Complete step by step solution:
According to Bohr’s second postulate of quantization,
$m{v_n}{r_n} = n\dfrac{h}{{2\pi }}$
On squaring both sides, we have
$ \Rightarrow {m^2}{v_n}^2{r_n}^2 = \dfrac{{{n^2}{h^2}}}{{4{\pi ^2}}}$ ……………….(i)
Now we know that the Centripetal force is provided by the electrostatic force of attraction then the equation is given by,
$\dfrac{{m{v^2}}}{r} = \dfrac{{{e^2}}}{{4\pi {\varepsilon _0}{r^2}}}$ ……………..(ii)
From equation (i) put value of ${v_n}$ in equation (ii), we have
$ \Rightarrow \dfrac{{m{n^2}{h^2}}}{{4{\pi ^2}{m^2}{r_n}^3}} = \dfrac{{{e^2}}}{{4\pi {\varepsilon _0}{r_n}^2}}$
On further solving we have
\[ \Rightarrow {r_n} = \dfrac{{{n^2}{h^2}{\varepsilon _0}}}{{\pi m{e^2}}}\]
This is the expression for radius of n^th electron orbit.
Now we know that the Bohr’s radius is the radius of the innermost orbit.
Hence, by putting $n = 1$ in the above equation we get the expression for Bohr’s radius.

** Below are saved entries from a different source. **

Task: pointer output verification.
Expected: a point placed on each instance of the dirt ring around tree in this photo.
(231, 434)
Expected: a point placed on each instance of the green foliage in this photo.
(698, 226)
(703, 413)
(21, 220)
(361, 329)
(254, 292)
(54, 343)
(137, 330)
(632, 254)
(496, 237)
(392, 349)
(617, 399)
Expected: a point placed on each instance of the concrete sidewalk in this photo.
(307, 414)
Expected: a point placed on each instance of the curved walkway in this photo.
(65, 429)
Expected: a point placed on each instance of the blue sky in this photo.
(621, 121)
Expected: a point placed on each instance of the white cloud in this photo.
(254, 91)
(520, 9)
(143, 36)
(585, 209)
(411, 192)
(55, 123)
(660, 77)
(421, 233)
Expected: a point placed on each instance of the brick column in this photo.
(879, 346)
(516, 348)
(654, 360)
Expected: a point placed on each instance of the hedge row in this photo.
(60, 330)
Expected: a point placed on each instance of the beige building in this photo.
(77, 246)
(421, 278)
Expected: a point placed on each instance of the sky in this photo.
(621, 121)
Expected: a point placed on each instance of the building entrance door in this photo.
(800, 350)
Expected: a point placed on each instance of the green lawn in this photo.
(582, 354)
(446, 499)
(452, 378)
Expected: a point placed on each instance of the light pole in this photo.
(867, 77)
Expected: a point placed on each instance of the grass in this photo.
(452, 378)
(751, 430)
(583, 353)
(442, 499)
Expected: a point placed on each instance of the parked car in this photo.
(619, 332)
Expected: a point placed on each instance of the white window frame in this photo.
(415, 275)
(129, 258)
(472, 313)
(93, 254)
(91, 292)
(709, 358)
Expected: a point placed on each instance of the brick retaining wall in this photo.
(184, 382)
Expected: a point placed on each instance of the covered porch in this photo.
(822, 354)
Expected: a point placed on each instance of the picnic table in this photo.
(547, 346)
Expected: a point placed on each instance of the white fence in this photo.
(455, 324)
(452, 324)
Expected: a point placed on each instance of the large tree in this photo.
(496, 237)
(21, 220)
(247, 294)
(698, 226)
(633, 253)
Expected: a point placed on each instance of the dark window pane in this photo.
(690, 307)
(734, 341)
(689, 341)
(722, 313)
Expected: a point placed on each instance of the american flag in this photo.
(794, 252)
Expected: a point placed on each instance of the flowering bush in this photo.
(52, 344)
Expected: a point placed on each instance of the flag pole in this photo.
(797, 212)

${r_1} = \dfrac{{{h^2}{\varepsilon _0}}}{{\pi m{e^2}}}$
This is the expression for Bohr’s radius

Note:According to the Bohr’s third postulate, an electron can transition from a non-radiating orbit to another of a lower energy level. In doing so, a photon is emitted whose energy is equal to the energy difference between the two states.
When the electron is revolving in an orbit closest to the nucleus, the energy of the atom is the least or has the largest negative value.